Fecho os olhos com força e quando dou por isso, estou no quarto do Brad, em frente à sua cama. Ele estava a dormir. Nem tinha reparado que já era de noite.

Abano-lhe o ombro, sem sequer me preocupar com o estar a acordar. A primeira coisa que ele vê é o meu rosto lavado em lágrimas. Os seus olhos ficaram imediatamente alerta, apesar de ele ainda estar ensonado.

- Ev... Evelyn, o que se passa? - pergunta o Brad, com a voz rouca. Praticamente nem o ouço.

- Ela... ela matou-a! - respondo entre soluços. - E... el... ela estava no chão,  e eu não podia fazer nada, desculpa... desculpa... Eu queria ajudar, eu juro que queria, mas não conseguia... só fiquei lá a ver e... e...
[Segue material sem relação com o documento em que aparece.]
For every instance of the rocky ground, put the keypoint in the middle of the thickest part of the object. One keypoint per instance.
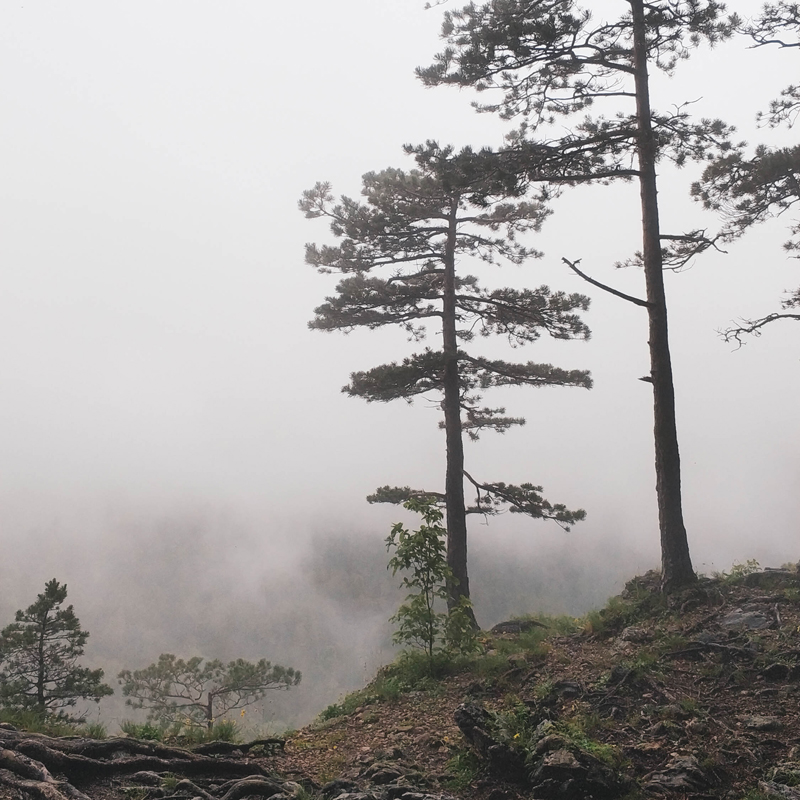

O Brad senta-se na cama e agarra-me pelos braços, fazendo-me calar. Depois, com a sua voz calma e uma expressão que me confortava no olhar, diz:

- Evelyn, não estou a perceber uma palavra daquilo que estás a dizer. - com o polegar, ele tenta parar o fluxo de lágrimas que teimava em sair dos meus olhos. - Explica, por favor, com calma. Respira fundo... - fiz como ele me disse. - e acalma-te.

Assim, com a mão dele sempre a segurar a minha, consegui contar-lhe de uma maneira mais fácil o que tinha acontecido. Quando acabei, a expressão na face do rapaz à minha frente era de puro horror.